For those in hot water, 'Scandal' original Judy Smith a cool hand

From the book jacket
From the book jacket
Posted: September 28, 2012

Judy Smith does not comment on public-figure gaffes.

What would Smith, quite possibly America's No. 1 crisis expert, have done last week to help Republican presidential candidate Mitt Romney recover from his "47 percent" raw video reveal?

She won't even speculate. She says it's bad for business.

Business, as in being a corporate and personal reputation-fixer whose clients have included former Washington Mayor Marion Barry, BP (of oil-spill fame), and our own Michael Vick.

But while she keeps her mauve lips tight about real clients, TV viewers get a glimpse into her world every week on ABC's political thriller Scandal, which begins its second season Thursday night.

Smith is executive producer and the inspiration for the show's main character, Olivia Pope, a former White House communication director (Smith was deputy press secretary for George H.W. Bush) who left to open her own crisis-management agency.

So who knows, Smith could be charging Romney billable hours as we speak.

"It's hard to Monday-morning quarterback," Smith said, responding to a question about famous scandals posed to her by Convention Center president Ahmeenah Young during an appearance Tuesday morning.

Smith was at the center to sign copies of her book, Good Self, Bad Self: Transforming Your Worst Qualities Into Your Biggest Assets (Simon & Schuster, 2012), and deliver the keynote address for the Philadelphia Black Public Relations Society, Philadelphia Public Relations Association and the Public Relations Society of America’s Philadelphia Chapter’s annual State of the Industry event.

Though she doesn't talk politics or entertainers, because of confidentiality agreements, she will say one thing: truth is the most important part of getting out of reputation-damaging hot water.

"Public-figure crises are no different than everyday crises," she said. "It's just that you see them and read them every day in the paper."

Smith, 53, was easygoing and calm as she sat with her pinstripe-panted legs crossed. She revealed that she had two sons in college - but that was it for her private life. Her personality was a sharp contrast to pouty-mouthed Kerry Washington's portrayal of the icy Olivia Pope on TV.

"She's fabulous ... an incredible actress doing an amazing job," Smith said.

But unlike Pope, Smith said, if you followed her around every day, "you'd be bored to tears."

She'd never disinfect a crime scene, as Pope and her team did in the first season. "That would have me lose my bar."

And no, Smith said, she did not have an affair with the president she worked for, as Washington's character did. Not Bush while she was his deputy press secretary, nor any other president, for that matter.

She doesn't walk in high heels every day. "The high heels, oh my God, I'd fall over," she said.

Those plush cream pantsuits fancied by Pope, not so much. Smith seems to prefer dark pinstripes.

While exceptionally private, Smith decided Scandal, written and produced by Grey's Anatomy creator Shonda Rhimes, "was an opportunity for the world to see what a crisis manager does."

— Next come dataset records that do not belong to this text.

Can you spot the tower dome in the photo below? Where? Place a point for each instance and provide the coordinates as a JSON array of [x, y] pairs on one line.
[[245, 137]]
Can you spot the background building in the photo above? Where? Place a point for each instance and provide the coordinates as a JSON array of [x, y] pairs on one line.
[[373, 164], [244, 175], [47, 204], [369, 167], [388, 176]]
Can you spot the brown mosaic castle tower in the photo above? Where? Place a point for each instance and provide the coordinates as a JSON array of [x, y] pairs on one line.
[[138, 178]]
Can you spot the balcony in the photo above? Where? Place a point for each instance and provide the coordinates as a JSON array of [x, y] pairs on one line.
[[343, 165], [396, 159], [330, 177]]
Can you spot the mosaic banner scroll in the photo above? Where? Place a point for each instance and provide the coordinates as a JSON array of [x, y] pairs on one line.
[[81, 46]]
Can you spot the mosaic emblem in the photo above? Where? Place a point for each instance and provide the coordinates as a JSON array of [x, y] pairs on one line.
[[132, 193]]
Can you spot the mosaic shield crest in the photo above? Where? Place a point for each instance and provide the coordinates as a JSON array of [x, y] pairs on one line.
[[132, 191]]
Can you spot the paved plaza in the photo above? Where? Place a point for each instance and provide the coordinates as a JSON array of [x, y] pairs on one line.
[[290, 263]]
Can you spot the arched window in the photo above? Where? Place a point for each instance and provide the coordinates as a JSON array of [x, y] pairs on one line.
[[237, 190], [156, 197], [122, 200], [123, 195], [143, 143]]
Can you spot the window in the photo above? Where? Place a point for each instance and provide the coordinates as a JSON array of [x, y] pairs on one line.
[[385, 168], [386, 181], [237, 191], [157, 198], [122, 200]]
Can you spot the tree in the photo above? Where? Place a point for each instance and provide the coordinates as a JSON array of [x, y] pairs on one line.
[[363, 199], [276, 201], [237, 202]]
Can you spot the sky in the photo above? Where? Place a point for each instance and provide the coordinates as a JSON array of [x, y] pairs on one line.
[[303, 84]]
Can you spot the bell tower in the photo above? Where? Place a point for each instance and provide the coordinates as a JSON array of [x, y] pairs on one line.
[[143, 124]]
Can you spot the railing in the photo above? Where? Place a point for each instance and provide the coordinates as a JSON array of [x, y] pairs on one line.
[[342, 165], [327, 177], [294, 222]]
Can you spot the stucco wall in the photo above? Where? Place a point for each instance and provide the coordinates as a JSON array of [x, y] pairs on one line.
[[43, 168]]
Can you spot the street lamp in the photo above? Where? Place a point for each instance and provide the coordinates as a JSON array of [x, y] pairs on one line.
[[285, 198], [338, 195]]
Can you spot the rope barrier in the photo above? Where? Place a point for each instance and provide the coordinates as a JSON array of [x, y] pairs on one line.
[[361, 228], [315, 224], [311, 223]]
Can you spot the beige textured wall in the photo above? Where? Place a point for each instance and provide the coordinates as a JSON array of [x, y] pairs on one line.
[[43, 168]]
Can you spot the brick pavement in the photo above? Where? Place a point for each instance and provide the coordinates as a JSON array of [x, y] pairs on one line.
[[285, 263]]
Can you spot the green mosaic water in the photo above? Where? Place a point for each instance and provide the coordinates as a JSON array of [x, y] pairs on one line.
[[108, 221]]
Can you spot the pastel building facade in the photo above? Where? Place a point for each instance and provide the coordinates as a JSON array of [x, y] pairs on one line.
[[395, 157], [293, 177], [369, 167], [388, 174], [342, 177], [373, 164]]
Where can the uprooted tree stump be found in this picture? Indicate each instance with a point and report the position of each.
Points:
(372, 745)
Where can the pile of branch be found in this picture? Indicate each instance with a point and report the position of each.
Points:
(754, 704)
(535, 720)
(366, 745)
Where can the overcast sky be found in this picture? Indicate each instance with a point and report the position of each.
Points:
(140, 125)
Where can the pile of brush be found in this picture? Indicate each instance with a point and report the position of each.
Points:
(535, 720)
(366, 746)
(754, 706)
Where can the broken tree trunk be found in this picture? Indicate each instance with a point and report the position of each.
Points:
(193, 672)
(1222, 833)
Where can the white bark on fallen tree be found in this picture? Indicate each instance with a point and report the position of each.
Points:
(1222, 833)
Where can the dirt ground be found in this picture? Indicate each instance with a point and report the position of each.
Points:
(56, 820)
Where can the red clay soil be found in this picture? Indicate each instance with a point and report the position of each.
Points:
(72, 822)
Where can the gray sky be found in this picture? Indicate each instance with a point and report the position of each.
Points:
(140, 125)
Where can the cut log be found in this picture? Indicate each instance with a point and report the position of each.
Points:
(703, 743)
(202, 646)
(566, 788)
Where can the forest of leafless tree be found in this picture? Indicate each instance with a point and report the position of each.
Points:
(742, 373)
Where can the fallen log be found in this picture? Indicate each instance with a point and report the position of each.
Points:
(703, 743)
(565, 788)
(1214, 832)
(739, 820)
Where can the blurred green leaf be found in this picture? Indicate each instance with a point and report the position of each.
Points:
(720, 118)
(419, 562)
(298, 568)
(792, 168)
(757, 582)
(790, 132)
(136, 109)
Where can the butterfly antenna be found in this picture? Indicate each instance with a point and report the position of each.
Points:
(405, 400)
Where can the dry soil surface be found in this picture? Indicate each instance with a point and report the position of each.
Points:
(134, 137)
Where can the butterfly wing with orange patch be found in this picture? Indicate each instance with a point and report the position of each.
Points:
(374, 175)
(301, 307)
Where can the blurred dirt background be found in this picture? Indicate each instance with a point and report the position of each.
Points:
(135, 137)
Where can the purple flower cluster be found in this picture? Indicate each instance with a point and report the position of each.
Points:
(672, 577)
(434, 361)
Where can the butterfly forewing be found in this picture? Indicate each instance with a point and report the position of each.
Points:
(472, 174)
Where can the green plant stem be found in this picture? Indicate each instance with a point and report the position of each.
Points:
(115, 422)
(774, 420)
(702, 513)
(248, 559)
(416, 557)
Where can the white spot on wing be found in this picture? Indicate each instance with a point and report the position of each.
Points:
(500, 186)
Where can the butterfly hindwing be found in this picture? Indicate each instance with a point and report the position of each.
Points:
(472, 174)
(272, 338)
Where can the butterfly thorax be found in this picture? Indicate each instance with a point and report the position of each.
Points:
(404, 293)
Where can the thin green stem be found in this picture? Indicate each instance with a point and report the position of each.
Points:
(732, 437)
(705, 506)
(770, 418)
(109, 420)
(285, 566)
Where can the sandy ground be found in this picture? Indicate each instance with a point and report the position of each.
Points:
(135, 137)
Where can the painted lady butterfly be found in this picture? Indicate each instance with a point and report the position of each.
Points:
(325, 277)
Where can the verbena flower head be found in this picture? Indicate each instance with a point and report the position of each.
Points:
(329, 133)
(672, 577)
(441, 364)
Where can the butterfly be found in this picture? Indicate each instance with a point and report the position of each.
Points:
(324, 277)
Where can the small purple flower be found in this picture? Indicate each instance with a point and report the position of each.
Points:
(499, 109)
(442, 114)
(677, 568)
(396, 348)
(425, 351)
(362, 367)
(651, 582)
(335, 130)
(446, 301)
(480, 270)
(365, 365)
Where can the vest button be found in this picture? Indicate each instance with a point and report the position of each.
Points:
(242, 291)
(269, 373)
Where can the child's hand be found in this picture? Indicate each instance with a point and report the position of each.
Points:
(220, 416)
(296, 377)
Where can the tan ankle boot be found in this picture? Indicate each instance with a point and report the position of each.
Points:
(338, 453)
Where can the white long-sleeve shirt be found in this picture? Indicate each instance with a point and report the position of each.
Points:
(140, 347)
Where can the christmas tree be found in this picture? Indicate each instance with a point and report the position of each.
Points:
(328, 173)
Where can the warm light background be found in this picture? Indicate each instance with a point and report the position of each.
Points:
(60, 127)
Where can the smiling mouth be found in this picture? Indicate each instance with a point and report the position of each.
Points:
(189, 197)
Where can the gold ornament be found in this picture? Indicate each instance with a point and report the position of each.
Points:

Smith grew up in Washington, to parents who each worked two jobs. She graduated with a degree in communications from Boston University and went on to law school at American University.

After graduation, she worked with Judge Lawrence Walsh, who prosecuted the Iran-Contra affair. Talk about crisis.

She later became a prosecutor at the U.S. District Attorney's Office in D.C. before moving on to work in the White House.

After Bush left office, she started Smith & Co., specializing in crisis management.

Her clients were as notable as they get, including Monica Lewinsky, whom she hid in a homeless shelter during the height of the brouhaha, and the family of Chandra Levy, the Washington intern murdered in 2001. (A dead intern did show up in the early episodes of Scandal.)

What's the hardest part of her job?

"Delivering bad news is difficult," she said. "And sometimes things just can't be fixed."

So, Smith added, it's important to head off the crisis before it happens. Hence the title of her book.

"Your goal is to figure out if there is an Act Two and what it can look like," she said.

Stellar advice. Need proof? Just check out Vick's second act.